24 Dec 2023 , 10:14 AM

GDP growth was the big theme of December policy

As is the normal practice, the RBI announced the MPC minutes a full 14 days after the RBI monetary policy statement. It may be recollected that when the RBI had announced the monetary policy on December 08, 2023, the repo rates had been held at the current level of 6.5%. However, the significant aspect of the policy statement was that it sharply hiked the GDP forecast for FY24 by a full 50 bps from 6.5% to 7.0%. 

That was after the GDP growth for the second quarter ended September 2023 came in sharply better than expected at 7.6%. While inflation had also tapered, the RBI was not taking any chances and held its inflation estimate for FY24 at 5.4%. However, the big game changer in the policy was the clear statement on the GDP growth. The experiment that the RBI had started in April of holding policy rates at 6.5% has continued till December. 

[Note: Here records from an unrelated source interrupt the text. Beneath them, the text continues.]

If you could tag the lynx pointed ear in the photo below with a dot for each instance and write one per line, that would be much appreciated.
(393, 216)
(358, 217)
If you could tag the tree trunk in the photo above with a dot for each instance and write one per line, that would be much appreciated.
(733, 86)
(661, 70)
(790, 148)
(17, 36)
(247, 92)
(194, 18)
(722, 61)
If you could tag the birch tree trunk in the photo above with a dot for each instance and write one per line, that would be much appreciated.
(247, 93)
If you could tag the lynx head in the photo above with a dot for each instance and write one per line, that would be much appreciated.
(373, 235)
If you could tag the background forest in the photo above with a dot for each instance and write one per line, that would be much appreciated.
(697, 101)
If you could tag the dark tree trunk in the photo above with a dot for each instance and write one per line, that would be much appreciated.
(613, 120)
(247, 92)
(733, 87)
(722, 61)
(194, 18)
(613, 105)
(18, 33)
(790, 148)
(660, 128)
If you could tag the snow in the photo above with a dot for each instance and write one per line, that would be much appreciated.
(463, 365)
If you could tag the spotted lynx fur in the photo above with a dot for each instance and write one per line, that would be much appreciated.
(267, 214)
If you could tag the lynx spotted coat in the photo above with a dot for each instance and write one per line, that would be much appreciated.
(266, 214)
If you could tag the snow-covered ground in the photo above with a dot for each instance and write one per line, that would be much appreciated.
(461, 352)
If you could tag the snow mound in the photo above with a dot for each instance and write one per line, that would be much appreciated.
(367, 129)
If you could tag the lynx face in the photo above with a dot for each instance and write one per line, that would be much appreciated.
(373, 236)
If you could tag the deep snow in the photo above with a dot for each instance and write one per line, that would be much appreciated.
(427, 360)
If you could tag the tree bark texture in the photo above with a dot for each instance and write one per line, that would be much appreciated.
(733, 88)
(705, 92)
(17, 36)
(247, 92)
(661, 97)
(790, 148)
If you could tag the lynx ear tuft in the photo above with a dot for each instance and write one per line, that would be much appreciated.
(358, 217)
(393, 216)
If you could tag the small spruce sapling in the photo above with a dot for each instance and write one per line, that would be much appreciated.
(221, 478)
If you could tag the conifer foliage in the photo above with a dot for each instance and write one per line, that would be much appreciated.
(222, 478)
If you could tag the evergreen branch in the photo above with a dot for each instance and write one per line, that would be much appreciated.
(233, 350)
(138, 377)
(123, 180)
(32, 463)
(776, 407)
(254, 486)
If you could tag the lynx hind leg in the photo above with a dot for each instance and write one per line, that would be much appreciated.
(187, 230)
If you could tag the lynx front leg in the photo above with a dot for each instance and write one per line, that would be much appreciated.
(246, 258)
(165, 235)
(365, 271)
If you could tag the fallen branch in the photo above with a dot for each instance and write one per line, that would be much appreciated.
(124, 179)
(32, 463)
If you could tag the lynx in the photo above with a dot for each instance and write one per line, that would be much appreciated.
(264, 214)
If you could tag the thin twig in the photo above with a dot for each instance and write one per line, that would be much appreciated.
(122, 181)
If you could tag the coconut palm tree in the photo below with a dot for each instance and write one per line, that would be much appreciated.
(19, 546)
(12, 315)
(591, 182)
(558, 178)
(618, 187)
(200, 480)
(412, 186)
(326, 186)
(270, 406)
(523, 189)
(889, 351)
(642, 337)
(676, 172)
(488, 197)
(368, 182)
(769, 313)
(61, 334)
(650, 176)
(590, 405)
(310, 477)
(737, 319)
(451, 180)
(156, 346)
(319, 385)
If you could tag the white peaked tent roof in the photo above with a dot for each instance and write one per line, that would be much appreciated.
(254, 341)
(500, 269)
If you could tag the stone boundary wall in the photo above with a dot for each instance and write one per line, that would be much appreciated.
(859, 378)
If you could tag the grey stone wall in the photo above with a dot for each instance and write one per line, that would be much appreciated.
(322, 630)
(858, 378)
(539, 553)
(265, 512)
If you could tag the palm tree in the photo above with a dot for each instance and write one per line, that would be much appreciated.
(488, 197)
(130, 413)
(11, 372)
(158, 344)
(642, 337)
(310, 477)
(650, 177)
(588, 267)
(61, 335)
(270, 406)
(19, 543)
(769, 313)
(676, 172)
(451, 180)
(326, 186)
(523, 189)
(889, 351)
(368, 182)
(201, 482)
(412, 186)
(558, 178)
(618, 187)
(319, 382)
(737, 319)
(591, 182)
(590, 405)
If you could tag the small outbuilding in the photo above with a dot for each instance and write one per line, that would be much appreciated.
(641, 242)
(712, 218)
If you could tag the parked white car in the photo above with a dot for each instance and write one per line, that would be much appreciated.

One thing it ensured is that corporates did not face the challenge of higher cost of funds and that translated into higher growth in GDP. In the December policy, the RBI had not only maintained status quo on rates at 6.5%, but had also held on to its monetary stance of “withdrawal of accommodation.”

A new perspective from the Federal Reserve

The big event between the policy announcement by the RBI and the minutes is the sharp change in the stance of the US Federal Reserve. In its December policy statement, the Fed spoke less about hawkish risks to the economy. Instead, the Fed has gone ahead and given a guidance of 3 rate cuts in 2024 and another 4 rate cuts in 2025. 

That would imply total rates being cut by around 175 bps by the end of 2025, which marks a clear reversal of stance. The Fed, it looks like, is done with its aggression on rate hikes and now prefers to veer towards cutting rates. The Fed may have been fortunate that its growth engine is still robust, but now the Fed will not be taking chances. It has announced an official shift towards lower rates, and that means rate hikes may be done and dusted. 

Even if the Fed has not said that openly, the CME Fedwatch believes so. A lot has changed since the RBI announced its policy statement and in the intervening 15 days, the Fed has literally undergone a change of heart. It is in this context that the RBI published the minutes of the December MPC meet on 22nd December 2023. Here is a gist of the views of the RBI MPC members as captured in the minutes of the MPC meeting.

Shashank Bhide feels risks to growth are still an issue

“The growth momentum while strong, it certainly points to a few concerns as we go forward. Uneven performance, both on the production and demand fronts is evident. On the production side, the agriculture & allied sector and services registered low and modest rates of growth in Q2.”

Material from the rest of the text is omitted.